Hauptsächlich bestimmte Darmabschnitte betroffen Der Dickdarm (Kolon) ist ungefähr eineinhalb Meter lang. Die letzten 20 Zentimeter bezeichnet man als Mast- oder Enddarm (Rektum), in dem der Kot durch den Schließmuskel des Afters zurückgehalten wird. Über 90 Prozent aller Darmkrebserkrankungen betreffen den Dick- oder Mastdarm (kolorektaler Darmkrebs), Analtumoren machen mit etwa zwei Prozent nur einen geringen Teil der kolorektalen Tumore aus. Bösartige Geschwulste im Dünndarm sind eher selten, meist handelt es sich dabei um Metastasen eines anderen Tumors.
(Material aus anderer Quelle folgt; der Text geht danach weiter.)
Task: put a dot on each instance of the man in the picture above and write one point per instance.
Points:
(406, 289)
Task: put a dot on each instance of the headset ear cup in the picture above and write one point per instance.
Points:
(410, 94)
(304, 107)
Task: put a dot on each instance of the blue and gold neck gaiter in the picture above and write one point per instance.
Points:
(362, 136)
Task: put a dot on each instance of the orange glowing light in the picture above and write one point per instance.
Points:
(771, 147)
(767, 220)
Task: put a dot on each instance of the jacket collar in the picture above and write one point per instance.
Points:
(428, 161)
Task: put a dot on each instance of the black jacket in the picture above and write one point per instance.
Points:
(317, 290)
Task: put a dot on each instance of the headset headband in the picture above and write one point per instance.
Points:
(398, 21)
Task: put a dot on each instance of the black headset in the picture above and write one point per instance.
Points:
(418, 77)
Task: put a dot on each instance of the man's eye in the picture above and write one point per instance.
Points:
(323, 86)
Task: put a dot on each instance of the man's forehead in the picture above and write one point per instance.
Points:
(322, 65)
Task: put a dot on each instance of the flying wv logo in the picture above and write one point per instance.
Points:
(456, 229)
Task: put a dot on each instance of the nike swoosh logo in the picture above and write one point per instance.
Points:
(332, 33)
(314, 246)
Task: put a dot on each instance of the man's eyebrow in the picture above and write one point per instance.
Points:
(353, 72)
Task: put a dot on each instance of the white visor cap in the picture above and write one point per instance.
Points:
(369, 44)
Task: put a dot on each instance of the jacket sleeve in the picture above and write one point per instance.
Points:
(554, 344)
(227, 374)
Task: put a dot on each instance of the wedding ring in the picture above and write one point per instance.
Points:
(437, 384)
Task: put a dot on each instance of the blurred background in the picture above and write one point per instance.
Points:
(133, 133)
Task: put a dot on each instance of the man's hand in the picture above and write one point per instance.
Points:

Gefahr durch Polypen Darmkrebs entsteht in der Regel aus zunächst gutartigen Wucherungen der Dickdarmschleimhaut (Polypen), die später entarten. Meist handelt es sich dabei um Polypen, die aus Drüsenzellen der Schleimhaut hervorgehen, wodurch sie als Adenome bezeichnet werden. Etwa 20 Prozent aller gutartigen Adenome entarten und werden zu einem bösartigen Adenokarzinom. Geschieht dies, beginnen die Zellen schneller zu wachsen und es bildet sich eine Geschwulst, die in das umliegende Gewebe eindringt und es zerstört.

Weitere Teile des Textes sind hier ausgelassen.